Russia says it has expelled diplomats from Germany, Poland and Sweden amid claims they took part in pro-Alexei Navalny protests.
The move, condemned by German Chancellor Angela Merkel as "unjustified", comes on the day the EU's foreign affairs chief Josep Borrell is in Moscow on a three-day diplomatic visit.
Russia's foreign ministry said they took part in illegal demonstrations in support of the well-known Kremlin critic Navalny on January 23.
It said their actions in attending protests in Moscow and Saint Petersburg "were unacceptable and incompatible with their diplomatic status".
Borrell told Euronews he learned that the three diplomats were to be expelled from the country during his meeting with Russian foreign minister Sergey Lavrov.
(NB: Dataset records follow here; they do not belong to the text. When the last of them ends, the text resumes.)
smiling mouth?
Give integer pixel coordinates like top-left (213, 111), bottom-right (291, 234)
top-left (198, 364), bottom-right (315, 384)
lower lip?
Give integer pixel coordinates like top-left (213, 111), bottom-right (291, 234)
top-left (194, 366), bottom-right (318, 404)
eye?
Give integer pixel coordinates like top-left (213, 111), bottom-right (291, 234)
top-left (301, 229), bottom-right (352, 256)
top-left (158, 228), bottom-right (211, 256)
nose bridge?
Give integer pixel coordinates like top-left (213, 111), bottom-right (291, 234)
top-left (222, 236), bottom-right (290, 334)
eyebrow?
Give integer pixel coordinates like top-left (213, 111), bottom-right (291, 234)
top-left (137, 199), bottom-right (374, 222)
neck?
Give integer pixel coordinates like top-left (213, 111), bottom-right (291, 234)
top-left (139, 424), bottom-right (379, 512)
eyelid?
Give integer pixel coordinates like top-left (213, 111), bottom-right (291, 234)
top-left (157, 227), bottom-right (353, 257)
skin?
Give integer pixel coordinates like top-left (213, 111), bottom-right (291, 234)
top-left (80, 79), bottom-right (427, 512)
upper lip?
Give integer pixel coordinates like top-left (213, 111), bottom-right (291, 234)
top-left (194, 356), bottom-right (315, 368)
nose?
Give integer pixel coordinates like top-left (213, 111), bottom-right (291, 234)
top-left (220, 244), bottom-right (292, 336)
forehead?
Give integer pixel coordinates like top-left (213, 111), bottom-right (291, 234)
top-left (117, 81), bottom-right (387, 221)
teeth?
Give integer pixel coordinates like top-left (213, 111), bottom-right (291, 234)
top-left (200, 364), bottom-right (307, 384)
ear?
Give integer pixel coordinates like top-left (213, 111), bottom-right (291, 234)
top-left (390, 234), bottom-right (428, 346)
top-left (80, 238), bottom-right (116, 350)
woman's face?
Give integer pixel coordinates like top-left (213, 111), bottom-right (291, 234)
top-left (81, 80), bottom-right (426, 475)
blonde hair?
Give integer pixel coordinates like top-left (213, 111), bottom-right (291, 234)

"I reject the allegations that these diplomats were performing activities incompatible with their role as diplomats. This decision has to be reconsidered. All European member states are united against it," Borrell said.
In an earlier statement issued by his spokesman Peter Stano, Borrell "strongly condemned" Russia's decision to expel three European diplomats while he is visiting Moscow, and called for this decision to be "reconsidered".
"The decision should be reconsidered. I stressed the European Union’s unity and solidarity with the member states concerned".
Just hours earlier, Borrell had indicated relations with Russia were at a "low point" due to the poisoning and imprisonment of Navalny.
The opposition politician, who had been in Germany for five months for treatment after being poisoned with the Soviet-era nerve agent Novichok, was arrested on his return to Russia. Authorities said he had violated the terms of his probation by leaving the country.
On Tuesday, a Moscow court handed him a 3.5 year prison sentence.
Navalny's imprisonment has stirred popular protests across Russia, with some 11,000 people detained by security forces over the previous two weekends and demonstrations in Moscow and St Petersburg on Tuesday.
Over 1,000 protesters were arrested in Moscow alone, overwhelming the city's jails.
Navalny appeared in court again on a defamation charge on Friday that he has also dismissed as politically motivated.
Sweden said on Friday that Moscow's decision to expel one of its diplomats was "completely unfounded," refuting Russian accusations that he had taken part in a pro-Navalny demonstration.
The Swedish Foreign Ministry "considers this completely unfounded, which he also said on the Russian side" and "reserves the right to react appropriately," it said in a written statement to AFP.